Heute, 65 Jahre später, steht anstelle der Barackensiedlung das neue Graun malerisch am Seeufer. Trotz der Postkartenidylle wollen die Wunden der Alten aber nur langsam heilen. Der See ist für sie noch immer Sinnbild für erlittenes Unrecht. Oft fließen Tränen, wenn sie vom alten Dorf erzählen, und nie würden sie mit der „Hubertus“, dem Ausflugsschiff, „über ihre alte Heimat“ fahren, wie es der vertriebene Grauner Alois Messmer im weit entfernten Nonstal auf den Punkt bringt.

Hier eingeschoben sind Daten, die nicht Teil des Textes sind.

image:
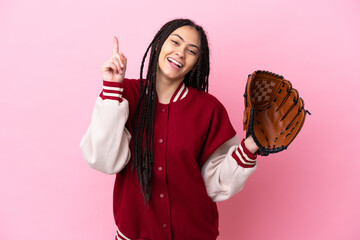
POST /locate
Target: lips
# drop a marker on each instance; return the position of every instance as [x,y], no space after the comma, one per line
[175,63]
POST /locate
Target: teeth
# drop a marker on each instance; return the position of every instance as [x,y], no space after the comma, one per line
[176,62]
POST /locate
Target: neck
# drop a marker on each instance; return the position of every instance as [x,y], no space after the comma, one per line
[165,88]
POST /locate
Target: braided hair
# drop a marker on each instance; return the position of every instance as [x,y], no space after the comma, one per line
[143,119]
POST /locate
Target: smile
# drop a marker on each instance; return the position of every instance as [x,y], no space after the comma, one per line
[174,62]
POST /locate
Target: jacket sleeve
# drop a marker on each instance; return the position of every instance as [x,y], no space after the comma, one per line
[105,145]
[227,169]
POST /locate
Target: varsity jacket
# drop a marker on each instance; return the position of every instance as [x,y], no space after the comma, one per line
[198,160]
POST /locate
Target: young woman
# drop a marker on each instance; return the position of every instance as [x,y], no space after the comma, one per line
[170,143]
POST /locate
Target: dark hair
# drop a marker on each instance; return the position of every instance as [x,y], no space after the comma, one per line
[143,119]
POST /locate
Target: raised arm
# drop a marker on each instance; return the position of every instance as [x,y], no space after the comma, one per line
[105,145]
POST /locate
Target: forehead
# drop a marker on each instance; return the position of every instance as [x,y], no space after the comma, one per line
[189,34]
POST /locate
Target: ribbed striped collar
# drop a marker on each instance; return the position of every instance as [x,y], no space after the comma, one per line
[180,93]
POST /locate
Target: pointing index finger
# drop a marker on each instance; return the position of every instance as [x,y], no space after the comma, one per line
[116,45]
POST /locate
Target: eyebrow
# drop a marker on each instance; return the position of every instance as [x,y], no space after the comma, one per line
[193,45]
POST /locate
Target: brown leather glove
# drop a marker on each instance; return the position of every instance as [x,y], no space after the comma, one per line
[274,113]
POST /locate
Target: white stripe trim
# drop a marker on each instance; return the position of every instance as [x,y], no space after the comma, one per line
[113,88]
[179,93]
[184,95]
[112,94]
[122,235]
[246,157]
[242,160]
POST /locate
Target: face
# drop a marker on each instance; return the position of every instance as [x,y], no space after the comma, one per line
[179,54]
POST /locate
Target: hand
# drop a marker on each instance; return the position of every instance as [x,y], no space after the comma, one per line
[114,69]
[251,145]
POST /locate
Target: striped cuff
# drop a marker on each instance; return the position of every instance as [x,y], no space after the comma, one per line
[112,91]
[244,157]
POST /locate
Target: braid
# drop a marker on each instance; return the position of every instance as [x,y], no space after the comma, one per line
[144,115]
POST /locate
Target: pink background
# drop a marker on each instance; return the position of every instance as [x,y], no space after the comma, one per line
[50,54]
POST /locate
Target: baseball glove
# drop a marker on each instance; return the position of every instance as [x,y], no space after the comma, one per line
[274,113]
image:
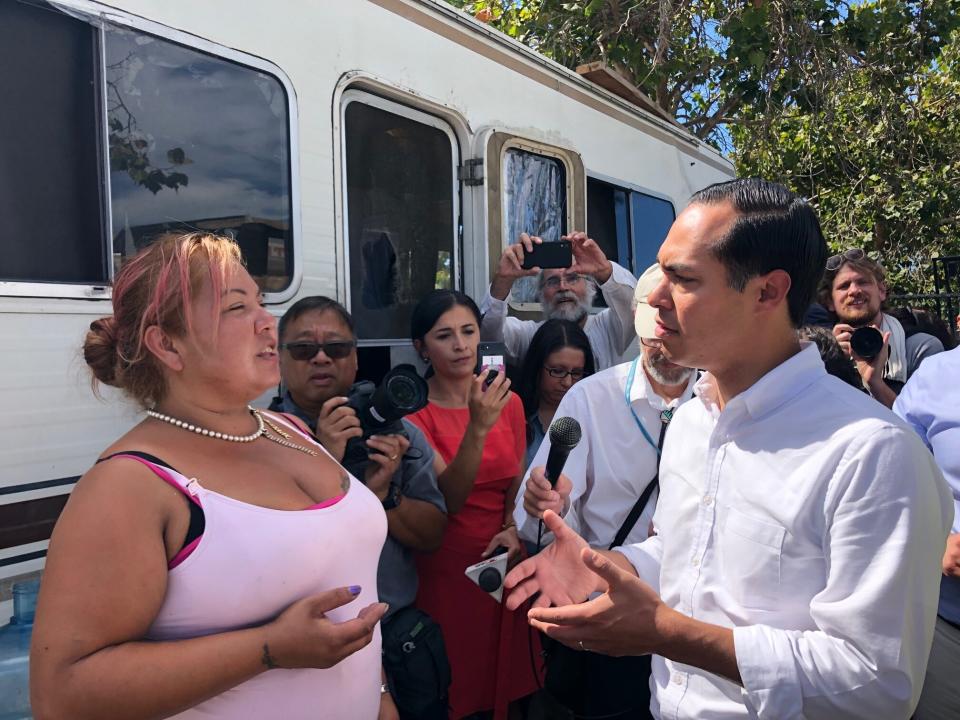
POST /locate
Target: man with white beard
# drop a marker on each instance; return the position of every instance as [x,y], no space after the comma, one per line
[608,492]
[565,294]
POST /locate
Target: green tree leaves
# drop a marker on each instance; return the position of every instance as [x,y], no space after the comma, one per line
[854,104]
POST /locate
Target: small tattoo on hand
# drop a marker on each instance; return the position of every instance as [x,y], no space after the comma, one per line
[267,659]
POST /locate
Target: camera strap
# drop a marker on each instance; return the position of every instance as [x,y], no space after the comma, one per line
[644,498]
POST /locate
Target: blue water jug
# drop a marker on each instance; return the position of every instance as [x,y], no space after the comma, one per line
[15,653]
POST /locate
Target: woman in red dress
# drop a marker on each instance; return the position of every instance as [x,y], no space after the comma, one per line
[479,434]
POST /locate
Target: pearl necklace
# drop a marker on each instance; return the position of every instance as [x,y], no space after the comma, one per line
[212,433]
[281,438]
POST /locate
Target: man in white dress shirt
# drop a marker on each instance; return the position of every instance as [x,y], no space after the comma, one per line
[616,458]
[800,524]
[566,294]
[607,493]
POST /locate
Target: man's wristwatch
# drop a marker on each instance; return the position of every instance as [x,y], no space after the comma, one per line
[393,498]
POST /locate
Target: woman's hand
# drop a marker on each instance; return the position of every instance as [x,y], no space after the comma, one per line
[486,403]
[303,636]
[505,538]
[388,708]
[383,463]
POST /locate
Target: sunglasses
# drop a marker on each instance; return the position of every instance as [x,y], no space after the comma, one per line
[569,279]
[560,373]
[853,254]
[335,350]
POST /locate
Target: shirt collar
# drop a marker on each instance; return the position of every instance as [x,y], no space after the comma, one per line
[288,406]
[642,390]
[781,384]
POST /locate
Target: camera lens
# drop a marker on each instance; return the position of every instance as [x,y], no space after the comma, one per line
[403,392]
[490,579]
[866,342]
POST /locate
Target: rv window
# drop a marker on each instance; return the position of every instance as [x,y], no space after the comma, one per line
[629,225]
[197,143]
[608,219]
[50,202]
[651,218]
[534,202]
[400,216]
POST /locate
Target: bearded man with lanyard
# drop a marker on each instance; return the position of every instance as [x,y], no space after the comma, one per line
[608,492]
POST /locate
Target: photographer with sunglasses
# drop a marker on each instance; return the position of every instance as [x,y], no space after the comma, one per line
[318,366]
[854,290]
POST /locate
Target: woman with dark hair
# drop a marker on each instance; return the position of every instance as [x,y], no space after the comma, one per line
[476,425]
[215,562]
[558,357]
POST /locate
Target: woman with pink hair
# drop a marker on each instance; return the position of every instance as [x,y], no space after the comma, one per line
[215,562]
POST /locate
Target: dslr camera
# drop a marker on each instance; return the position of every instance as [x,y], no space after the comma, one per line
[380,408]
[489,573]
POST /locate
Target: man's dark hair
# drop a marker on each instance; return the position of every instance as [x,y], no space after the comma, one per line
[776,230]
[309,304]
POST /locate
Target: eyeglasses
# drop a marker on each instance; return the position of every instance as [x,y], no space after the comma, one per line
[561,373]
[335,350]
[853,254]
[568,279]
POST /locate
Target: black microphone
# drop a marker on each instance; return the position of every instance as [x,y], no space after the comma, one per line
[565,433]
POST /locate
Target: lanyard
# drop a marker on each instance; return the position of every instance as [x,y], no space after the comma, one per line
[664,416]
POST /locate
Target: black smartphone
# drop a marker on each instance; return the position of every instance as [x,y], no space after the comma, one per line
[490,355]
[549,255]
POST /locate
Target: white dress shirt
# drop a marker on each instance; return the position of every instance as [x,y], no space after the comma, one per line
[613,463]
[811,520]
[611,331]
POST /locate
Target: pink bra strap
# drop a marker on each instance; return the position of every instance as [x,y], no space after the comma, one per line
[165,474]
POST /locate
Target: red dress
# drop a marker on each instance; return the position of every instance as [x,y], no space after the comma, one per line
[488,646]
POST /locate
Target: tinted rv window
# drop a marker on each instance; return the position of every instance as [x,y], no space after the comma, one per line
[400,216]
[608,219]
[651,219]
[50,197]
[534,202]
[197,142]
[629,225]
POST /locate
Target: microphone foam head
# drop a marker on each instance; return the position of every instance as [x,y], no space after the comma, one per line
[565,431]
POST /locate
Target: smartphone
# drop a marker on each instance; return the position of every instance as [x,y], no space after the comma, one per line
[490,355]
[549,255]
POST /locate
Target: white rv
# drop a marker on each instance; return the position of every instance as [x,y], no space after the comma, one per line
[369,150]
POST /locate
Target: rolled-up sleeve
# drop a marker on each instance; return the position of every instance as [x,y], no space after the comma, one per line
[645,558]
[618,292]
[497,326]
[885,525]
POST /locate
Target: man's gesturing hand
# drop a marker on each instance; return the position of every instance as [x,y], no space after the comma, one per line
[557,573]
[622,621]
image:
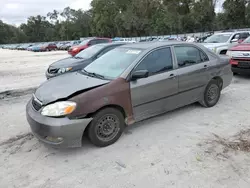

Gegenwärtig vollzieht sich in Graun ein spannender Generationswechsel und eine neue Zeit bricht am See an. Eine junge Generation ist herangewachsen, welche die Seestauung nur mehr aus den Erzählungen ihrer Eltern und Großeltern kennt. Mit der Tatsache des Stausees aufgewachsen, nutzen die Jungen den Reschensee heute als Erholungsraum, Tourismuskapital oder als Abenteuerspielplatz und wagen sich allmählich an die vorsichtige Vermarktung der einzigartigen Vergangenheit ihres Dorfes. Mit neuem Selbstbewusstsein ist die Generation der Nachgeborenen im Begriff, sich aus der lähmenden Umklammerung der Kraftwerksgesellschaft zu lösen, und nach jahrelangem zähen „Stromstreit“ partizipiert die Gemeinde nun endlich auch wirtschaftlich am Stausee. Lange Zeit als Fremdkörper betrachtet, wird der Stausee so zur gelebten Realität.
In diesem spannenden Zeitfenster, in dem die letzten Zeitzeugen noch am Leben sind und die Jungen schon zu neuen Ufern aufbrechen, spielt "Das versunkene Dorf". Eingebettet in einen Spannungsbogen zwischen gestern und heute geht der Film in berührender Weise den Fragen nach Heimat und Heimatverlust nach. Er beleuchtet die historisch noch kaum aufgearbeiteten, hochdramatischen Umstände der Seestauung und zeigt, welche Auswirkungen sie auf spätere Generationen hat.